Sakti mandraguna hingga sekarang.
Ada
rutinitas wajib di warung kecil di jalan Kalilarangan, Jayengan, Serengan,
Solo. Setiap pukul empat pagi, dapur warung akan sibuk mengepulkan asap. Aroma
rempah dan daging sapi memekakkan lubang hidung. Menanti disantap para
pengunjung yang mulai berdatangan dua jam kemudian.
Meski
luas warung cuma seluas setengah lapangan bulutangkis, pengunjung tetap saja
berdatangan tak mau henti. Buktinya, dinding hijau warung ini dipenuhi kalender
dari ragam usaha yang numpang promosi.
“Kalender-kalender
itu juga punya pelanggan sini,” kata Romli, generasi keempat penerus usaha Soto
Trisakti, Sabtu (20/1/2018). “Kalau saya mata duitan, sudah saya buat kotak-kotak
[penyewaan ruang promosi].”
(Baca selengkapnya...)
(Baca selengkapnya...)
Soto
Trisakti pertama kali didirikan Amat Dikromo, eyang buyut Romli, sekira separuh
abad yang lalu. Romli tak tahu pasti kapan tahunnya. “Banjir ’65 itu [Soto
Trisakti] sudah ada. Ya… sekitar tahun ’63-‘64.”
Warung
ini mulanya menjajakan soto secara kaki lima, lalu mendirikan bangunan semi
permanen di depan gedung ketoprak, yang terletak di seberang warung Trisakti sekarang.

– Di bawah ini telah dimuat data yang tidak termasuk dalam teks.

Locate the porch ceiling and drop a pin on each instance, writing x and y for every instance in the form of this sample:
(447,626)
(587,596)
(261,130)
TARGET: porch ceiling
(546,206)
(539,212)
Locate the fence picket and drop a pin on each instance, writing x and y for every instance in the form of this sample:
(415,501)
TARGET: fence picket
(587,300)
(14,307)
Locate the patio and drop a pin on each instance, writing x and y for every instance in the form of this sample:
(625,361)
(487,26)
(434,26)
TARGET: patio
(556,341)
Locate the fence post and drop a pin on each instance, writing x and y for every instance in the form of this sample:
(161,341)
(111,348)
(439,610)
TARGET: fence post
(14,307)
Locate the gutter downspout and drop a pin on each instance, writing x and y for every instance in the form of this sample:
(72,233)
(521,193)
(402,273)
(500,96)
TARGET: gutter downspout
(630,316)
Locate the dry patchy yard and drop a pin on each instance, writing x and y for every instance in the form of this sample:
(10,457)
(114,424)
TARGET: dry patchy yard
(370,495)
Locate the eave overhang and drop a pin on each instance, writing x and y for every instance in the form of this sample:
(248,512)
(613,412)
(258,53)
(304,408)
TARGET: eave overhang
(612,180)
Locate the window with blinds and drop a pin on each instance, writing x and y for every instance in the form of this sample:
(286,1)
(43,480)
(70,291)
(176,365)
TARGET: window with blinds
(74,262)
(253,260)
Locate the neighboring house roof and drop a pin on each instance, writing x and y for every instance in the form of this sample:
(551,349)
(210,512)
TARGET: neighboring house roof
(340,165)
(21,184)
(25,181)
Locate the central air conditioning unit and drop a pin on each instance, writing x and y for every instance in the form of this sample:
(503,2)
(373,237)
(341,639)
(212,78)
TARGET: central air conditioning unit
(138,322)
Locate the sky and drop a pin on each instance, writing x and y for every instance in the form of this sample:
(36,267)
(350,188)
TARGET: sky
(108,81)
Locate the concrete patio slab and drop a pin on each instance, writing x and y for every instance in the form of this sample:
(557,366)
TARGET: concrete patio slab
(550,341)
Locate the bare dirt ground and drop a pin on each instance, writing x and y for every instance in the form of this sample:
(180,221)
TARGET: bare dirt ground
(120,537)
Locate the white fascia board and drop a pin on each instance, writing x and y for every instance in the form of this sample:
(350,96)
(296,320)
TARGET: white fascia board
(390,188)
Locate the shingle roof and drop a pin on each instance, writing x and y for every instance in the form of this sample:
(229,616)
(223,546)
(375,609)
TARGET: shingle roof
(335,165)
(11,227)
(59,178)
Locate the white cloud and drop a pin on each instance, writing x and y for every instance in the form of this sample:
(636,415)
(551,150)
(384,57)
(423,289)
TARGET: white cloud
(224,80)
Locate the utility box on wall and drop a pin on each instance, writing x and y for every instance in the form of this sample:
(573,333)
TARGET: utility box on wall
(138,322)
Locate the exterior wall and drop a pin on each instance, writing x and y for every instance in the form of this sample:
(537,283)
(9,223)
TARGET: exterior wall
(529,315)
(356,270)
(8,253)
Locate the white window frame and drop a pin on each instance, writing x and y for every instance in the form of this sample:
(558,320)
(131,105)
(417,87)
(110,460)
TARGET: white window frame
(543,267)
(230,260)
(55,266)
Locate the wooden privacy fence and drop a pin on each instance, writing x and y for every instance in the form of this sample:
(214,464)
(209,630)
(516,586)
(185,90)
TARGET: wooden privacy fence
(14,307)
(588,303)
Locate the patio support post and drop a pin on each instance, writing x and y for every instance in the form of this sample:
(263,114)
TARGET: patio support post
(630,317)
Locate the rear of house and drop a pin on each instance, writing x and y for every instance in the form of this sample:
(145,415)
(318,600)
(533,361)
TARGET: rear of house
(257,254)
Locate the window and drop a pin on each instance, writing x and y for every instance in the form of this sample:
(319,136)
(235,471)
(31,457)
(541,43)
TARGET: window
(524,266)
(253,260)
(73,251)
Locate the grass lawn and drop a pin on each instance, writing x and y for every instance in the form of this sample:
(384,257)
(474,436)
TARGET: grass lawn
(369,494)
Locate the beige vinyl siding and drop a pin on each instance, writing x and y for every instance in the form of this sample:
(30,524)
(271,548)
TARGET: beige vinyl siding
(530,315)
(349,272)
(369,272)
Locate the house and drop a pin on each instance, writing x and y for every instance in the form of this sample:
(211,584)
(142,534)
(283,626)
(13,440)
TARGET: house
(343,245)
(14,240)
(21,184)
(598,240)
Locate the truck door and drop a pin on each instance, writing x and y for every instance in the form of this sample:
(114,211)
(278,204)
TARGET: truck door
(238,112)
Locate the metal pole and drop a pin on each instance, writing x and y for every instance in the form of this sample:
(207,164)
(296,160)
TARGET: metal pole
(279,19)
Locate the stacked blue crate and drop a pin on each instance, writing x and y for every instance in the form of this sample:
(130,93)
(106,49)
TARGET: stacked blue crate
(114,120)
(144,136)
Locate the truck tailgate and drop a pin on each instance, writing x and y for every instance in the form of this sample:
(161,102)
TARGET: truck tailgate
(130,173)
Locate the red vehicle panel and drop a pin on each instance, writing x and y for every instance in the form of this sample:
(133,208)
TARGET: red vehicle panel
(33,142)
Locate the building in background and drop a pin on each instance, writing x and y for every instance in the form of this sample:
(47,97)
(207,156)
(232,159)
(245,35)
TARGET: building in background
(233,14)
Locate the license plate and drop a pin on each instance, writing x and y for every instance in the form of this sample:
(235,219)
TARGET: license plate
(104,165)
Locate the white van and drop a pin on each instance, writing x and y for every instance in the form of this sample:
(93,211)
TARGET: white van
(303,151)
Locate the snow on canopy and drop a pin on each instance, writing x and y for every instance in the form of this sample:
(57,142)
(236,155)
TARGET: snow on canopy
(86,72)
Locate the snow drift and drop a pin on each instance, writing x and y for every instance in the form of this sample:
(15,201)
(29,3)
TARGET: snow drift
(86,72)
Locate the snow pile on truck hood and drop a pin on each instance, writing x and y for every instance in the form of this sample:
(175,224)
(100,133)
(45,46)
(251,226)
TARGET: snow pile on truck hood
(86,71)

Sekitar tahun 1980-an, gedung ketoprak tersebut berubah fungsi menjadi gedung
bioskop. Bioskop Trisakti namanya.
“Dulu
soto ini enggak ada namanya. Ya ‘soto daging sapi’ aja,” Romli berkisah. Tapi
karena letaknya tepat di depan bioskop Trisakti, jadilah orang-orang menyebut
soto ini sebagai Soto Trisakti. “Mangan ning ngendi?” “Kae lho, Trisakti,”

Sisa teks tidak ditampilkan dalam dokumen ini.